Monday we took the kids to a park giving Anna her first true moments of freedom since we left home. There really isn’t a good place for her to roam safely here so we have to be right on top of her. 

 (She’s even managed to master escaping from her pack-n-play!) Being at a park and watching her play with dirt and walk where she wanted to walk was so delightful that I hated to end the fun… but the rest of the people (including myself) were hungry… we were breaching hangry. 
We may or may not have eaten Cook-out again (and this wasn’t just the second time… I shall not reveal the accurate number of times we enjoyed their food while on this vacation).
After a run through Wal-mart I got my littles home and resting and made the bigs clean the bonus room (the room that they pretty much take over while we’re here). For the first time this week, Mom, Ashley, and I got to sit and chat with no interruption. These precious moments lasted all of 30 minutes… maybe. And then it was time to get the crew dressed and ready to go swimming!

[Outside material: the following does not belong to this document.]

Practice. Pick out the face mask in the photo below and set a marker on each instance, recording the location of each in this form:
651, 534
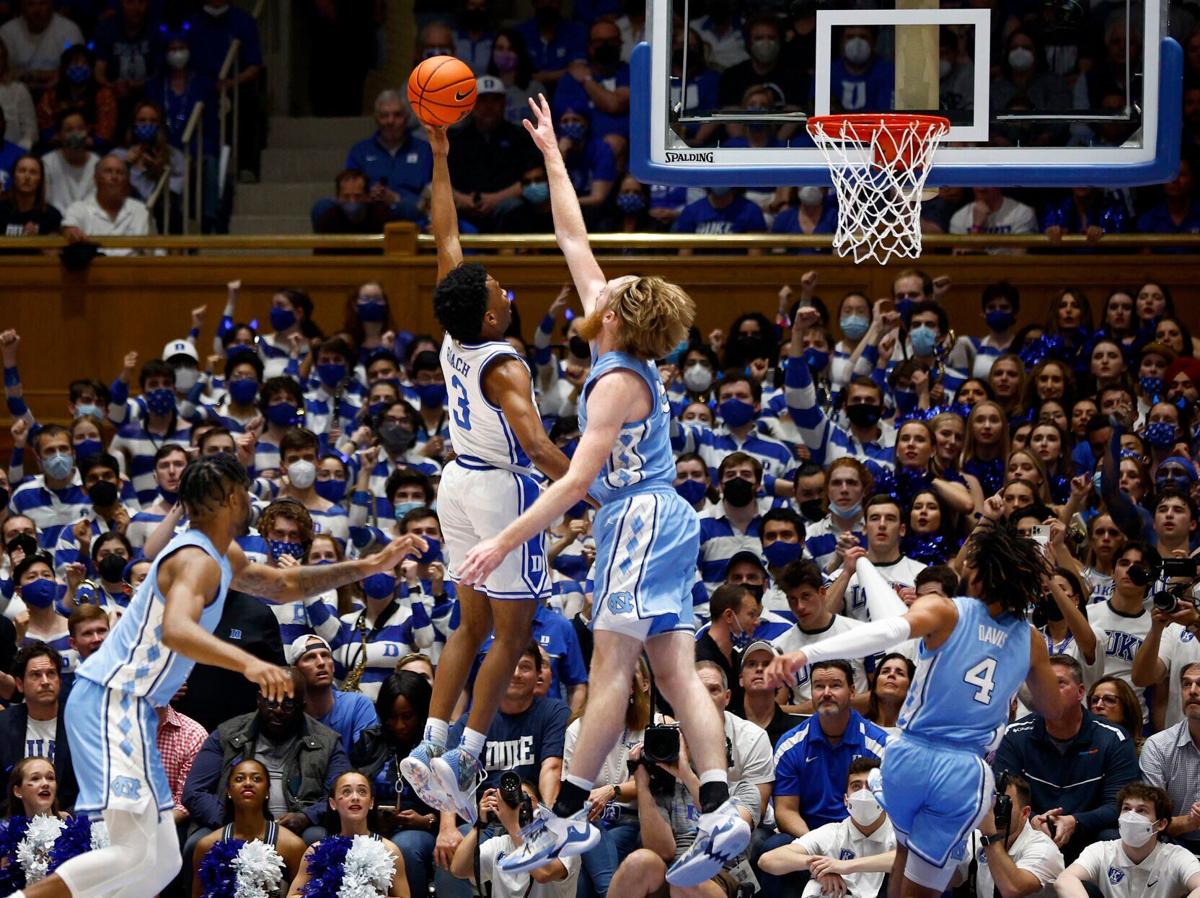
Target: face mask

Last week at our hotel Bailey taught Parker how to dive and Parker’s actually really good!
 
Today we head on the second major part of our journey: the kids and I are leaving this part of NC and heading to visit Daddy’s side of the family. We are very excited to see Grammy again and we simply can’t wait to meet our new cousin Lincoln! We wanted to get here to meet him when he was first born but we simply couldn’t get away in the spring! I can’t wait to see Anna loving on the younger cousin!
 
We have a third part of the journey that begins on Friday: we are heading to Virginia to see Mama Kim and Anna’s half-siblings. There are going to be many hours spent in cars over the next 2 weeks and we know the driving time will be worth the experiences we will have, but we do covet your prayers as we travel.
 
The final leg of our journey takes us back to Matt… we all miss him and wish he were on this trip with us!